Other companies are waiting in line to use that platform in the exploration of their own blocks. Operating costs are so high that for oil companies to invest, they must have prior evidence that they will find exploitable reserves.
Cuban-American representatives in the US Congress rapidly began pressuring Repsol and other oil companies. Thirty-four federal lawmakers, led by Miami Republican Rep. Ileana Ros-Lehtinen, demanded that the project be halted.
They claimed that discoveries would only serve to “finance the repressive apparatus,” arguing that the Cuban government is looking for an “economic lifeline” while accusing Repsol of being a “partner ready to rescue it.”
Since this political offensive didn’t work, they returned to the attack by questioning the safety of the operation, given the catastrophe impact an oil spill would have on the coast of Florida.
In response, a group of US experts (led by William Reilly, the co-chair of the commission investigating last year’s BP spill in the Gulf) was invited to the island this past September. He was accompanied by Daniel Whittle, from the Environmental Defense Fund; and Lee Hunt, from the International Association of Drilling Contractors. The three were “optimistic,” stressing the willingness of Cuban experts to cooperate with the US and recognizing Repsol’s experience in this kind of operation.

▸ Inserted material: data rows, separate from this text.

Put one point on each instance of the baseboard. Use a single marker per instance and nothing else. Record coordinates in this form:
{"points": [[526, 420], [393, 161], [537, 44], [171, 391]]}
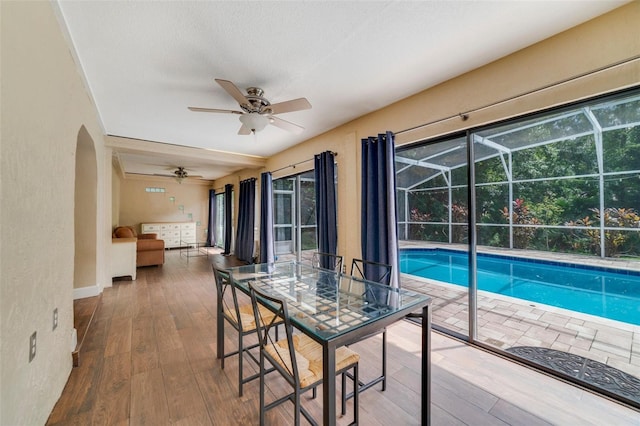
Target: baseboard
{"points": [[83, 292]]}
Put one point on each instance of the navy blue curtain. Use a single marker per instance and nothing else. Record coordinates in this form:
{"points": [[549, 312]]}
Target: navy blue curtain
{"points": [[267, 241], [326, 216], [211, 223], [379, 231], [228, 208], [246, 220]]}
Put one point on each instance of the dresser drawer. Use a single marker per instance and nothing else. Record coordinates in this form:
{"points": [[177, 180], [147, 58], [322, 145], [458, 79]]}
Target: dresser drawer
{"points": [[151, 228]]}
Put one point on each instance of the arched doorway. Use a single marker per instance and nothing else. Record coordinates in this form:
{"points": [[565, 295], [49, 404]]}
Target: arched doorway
{"points": [[85, 222]]}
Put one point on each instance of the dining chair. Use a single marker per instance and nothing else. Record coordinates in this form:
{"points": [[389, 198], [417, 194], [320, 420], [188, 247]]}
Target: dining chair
{"points": [[327, 261], [241, 317], [380, 273], [297, 357]]}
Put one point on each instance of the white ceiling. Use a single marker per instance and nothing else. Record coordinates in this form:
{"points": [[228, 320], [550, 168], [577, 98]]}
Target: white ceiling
{"points": [[145, 62]]}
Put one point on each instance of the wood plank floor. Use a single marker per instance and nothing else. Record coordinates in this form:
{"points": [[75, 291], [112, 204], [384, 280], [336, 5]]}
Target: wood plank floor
{"points": [[149, 359]]}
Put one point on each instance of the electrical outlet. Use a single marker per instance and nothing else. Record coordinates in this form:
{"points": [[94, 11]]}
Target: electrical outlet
{"points": [[55, 318], [32, 347]]}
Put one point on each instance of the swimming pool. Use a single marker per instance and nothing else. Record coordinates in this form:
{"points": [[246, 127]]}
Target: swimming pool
{"points": [[608, 293]]}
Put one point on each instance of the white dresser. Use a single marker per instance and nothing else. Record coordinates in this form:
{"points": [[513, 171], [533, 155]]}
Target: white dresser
{"points": [[174, 234], [123, 257]]}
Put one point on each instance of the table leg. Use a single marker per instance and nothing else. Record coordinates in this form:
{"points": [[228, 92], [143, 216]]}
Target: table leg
{"points": [[329, 384], [220, 333], [426, 365]]}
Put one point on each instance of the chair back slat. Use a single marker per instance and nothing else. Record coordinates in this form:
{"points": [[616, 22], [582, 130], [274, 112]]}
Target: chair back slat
{"points": [[224, 285], [371, 271], [279, 308], [328, 261]]}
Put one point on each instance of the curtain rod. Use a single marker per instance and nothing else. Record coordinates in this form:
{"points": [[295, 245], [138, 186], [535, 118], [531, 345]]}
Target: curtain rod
{"points": [[335, 154], [465, 115]]}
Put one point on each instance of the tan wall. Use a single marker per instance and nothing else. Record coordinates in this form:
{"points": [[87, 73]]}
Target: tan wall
{"points": [[44, 107], [138, 206], [115, 197], [606, 40]]}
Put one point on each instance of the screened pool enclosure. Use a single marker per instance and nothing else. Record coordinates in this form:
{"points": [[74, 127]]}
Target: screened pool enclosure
{"points": [[567, 181], [561, 186]]}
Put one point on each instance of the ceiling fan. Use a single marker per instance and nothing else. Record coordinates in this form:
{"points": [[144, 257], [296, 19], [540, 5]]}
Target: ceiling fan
{"points": [[257, 111], [179, 174]]}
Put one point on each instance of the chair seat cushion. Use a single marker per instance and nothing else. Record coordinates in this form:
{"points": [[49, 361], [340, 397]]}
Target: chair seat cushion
{"points": [[308, 355]]}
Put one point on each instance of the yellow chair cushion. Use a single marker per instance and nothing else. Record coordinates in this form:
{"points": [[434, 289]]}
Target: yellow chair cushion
{"points": [[246, 316], [308, 355]]}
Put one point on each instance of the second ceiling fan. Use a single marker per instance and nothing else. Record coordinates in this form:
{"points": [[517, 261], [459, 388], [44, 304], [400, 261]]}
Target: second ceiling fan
{"points": [[257, 112]]}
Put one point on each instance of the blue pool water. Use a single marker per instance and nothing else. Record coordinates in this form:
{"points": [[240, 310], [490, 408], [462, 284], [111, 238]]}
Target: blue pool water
{"points": [[604, 292]]}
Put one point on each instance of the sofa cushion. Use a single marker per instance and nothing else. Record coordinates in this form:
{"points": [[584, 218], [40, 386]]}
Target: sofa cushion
{"points": [[150, 244]]}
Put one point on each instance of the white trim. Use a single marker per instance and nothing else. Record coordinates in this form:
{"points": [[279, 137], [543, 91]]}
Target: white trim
{"points": [[84, 292]]}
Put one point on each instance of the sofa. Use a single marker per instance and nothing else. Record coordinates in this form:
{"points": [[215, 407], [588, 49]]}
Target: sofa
{"points": [[149, 249]]}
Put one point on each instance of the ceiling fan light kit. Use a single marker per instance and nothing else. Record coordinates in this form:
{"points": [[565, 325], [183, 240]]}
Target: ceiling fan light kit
{"points": [[257, 112], [254, 121]]}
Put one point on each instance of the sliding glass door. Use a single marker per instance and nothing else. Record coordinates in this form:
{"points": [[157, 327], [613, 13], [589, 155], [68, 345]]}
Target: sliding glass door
{"points": [[294, 216]]}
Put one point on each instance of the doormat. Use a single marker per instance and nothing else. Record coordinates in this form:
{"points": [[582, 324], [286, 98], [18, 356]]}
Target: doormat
{"points": [[585, 369]]}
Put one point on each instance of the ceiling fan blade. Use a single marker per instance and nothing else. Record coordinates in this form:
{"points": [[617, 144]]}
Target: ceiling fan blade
{"points": [[289, 106], [233, 90], [244, 130], [226, 111], [286, 125]]}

Michael Bromwich, the head of the US Office of Environmental Safety, assured that “the exploration plan by Repsol-YPF is sensitive to the political and environmental issues of the US, which wants to protect the Florida coast from any oil spill while complying with the embargo against Cuba.”
He added that Washington is preparing licenses [to get around the blockade] so that US companies can “deploy equipment for collecting oil, dispersants, pumps and other equipment and supplies needed to minimize environmental damage in the event of a spill.”

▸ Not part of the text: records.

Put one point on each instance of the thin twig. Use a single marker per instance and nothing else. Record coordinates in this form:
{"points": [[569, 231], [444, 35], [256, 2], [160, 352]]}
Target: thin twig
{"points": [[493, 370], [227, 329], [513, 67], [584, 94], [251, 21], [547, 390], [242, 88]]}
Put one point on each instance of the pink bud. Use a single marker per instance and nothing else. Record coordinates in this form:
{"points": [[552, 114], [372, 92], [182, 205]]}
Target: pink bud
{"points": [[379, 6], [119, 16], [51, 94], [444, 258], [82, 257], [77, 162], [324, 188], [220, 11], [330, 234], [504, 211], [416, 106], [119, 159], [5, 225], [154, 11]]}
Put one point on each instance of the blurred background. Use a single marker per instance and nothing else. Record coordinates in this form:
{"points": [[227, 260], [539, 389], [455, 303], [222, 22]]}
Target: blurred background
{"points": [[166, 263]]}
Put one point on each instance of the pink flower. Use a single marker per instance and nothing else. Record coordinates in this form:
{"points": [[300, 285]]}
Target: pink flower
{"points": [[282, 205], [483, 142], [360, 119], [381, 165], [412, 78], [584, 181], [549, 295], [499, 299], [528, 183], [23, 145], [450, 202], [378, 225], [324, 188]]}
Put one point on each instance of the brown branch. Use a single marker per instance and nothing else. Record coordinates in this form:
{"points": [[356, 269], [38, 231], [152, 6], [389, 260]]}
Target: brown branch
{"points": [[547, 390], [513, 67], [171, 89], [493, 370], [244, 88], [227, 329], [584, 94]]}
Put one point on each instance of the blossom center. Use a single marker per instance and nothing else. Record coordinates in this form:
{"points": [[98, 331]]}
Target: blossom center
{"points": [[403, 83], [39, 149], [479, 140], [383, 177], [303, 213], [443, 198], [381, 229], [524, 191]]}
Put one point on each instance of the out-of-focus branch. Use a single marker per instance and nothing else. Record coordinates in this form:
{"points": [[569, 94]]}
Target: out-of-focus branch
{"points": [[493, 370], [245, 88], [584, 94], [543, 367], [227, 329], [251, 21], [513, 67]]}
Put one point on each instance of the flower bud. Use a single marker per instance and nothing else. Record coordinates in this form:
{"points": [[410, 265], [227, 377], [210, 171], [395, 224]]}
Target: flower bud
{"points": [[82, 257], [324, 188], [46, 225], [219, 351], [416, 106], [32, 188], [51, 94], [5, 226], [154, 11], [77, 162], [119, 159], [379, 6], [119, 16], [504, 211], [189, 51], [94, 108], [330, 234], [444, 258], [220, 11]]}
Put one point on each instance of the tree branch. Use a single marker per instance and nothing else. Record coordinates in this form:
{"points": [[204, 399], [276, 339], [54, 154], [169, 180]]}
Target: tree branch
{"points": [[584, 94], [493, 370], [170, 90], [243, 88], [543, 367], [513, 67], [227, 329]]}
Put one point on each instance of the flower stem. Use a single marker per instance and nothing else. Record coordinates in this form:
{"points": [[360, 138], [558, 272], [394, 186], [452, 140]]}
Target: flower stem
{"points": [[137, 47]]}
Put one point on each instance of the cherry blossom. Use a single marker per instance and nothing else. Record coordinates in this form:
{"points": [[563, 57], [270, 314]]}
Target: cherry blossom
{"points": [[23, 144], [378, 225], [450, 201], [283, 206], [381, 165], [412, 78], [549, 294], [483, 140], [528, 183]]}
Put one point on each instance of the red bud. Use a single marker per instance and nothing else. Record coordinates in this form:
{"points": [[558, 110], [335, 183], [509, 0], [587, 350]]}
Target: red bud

As the blockade seeks to “weaken Cuba’s economy,” the discovery of reserves would neutralize that attempt.
Therefore, Cuban-American politicians are not giving up on their efforts. They presented a bill that would punish foreign oil firms if there were a spill.
Senator Bob Menendez, one of the bill’s sponsors, explained the purpose of this, saying, “Companies that want to drill in Cuban waters will have to think twice if they know they’ll be held responsible for any damage to the Florida Keys.”
On its website, Repsol says that it’s complying with “all technical requirements and any limitations established by the US government for oil drilling operations in Cuba.” In addition, the firm invited US experts to inspect areas outside of Cuban waters, the mobile platform, the tanker and the rig.
Informally, some officials on the island maintain that behind the expressed American “concerns” there hides the continued policy of economic siege.
Rafael Arias, the director of the Cuban oil company Cupet, stresses that these maneuvers also reveal “the extraterritoriality of the blockade, the existing prohibitions in the US Congress and the pressure and blackmail being exerted by the US government to curtail or prevent other countries or companies from doing business with Cuba.”
The Cuban fears are not simple paranoia. For five decades the island has suffered an embargo aimed at “weakening the economic life of Cuba,” according to documents from the US government itself.
These point out that the purpose is to deprive the island of “money and supplies, to reduce financial resources and real wages, to cause hunger and desperation, and to overthrow the government.”
Such a policy of hounding and harassment would be impossible to sustain if there were significant oil and gas reserves on the island. The economy would pick up even before the first barrel was pumped out, immediately improving the lives of Cubans.
A recent report by the Spanish Embassy indicated that if the survey results are positive, “The favorable consequences for Cuba would begin to be felt from that very moment and could be powerful.”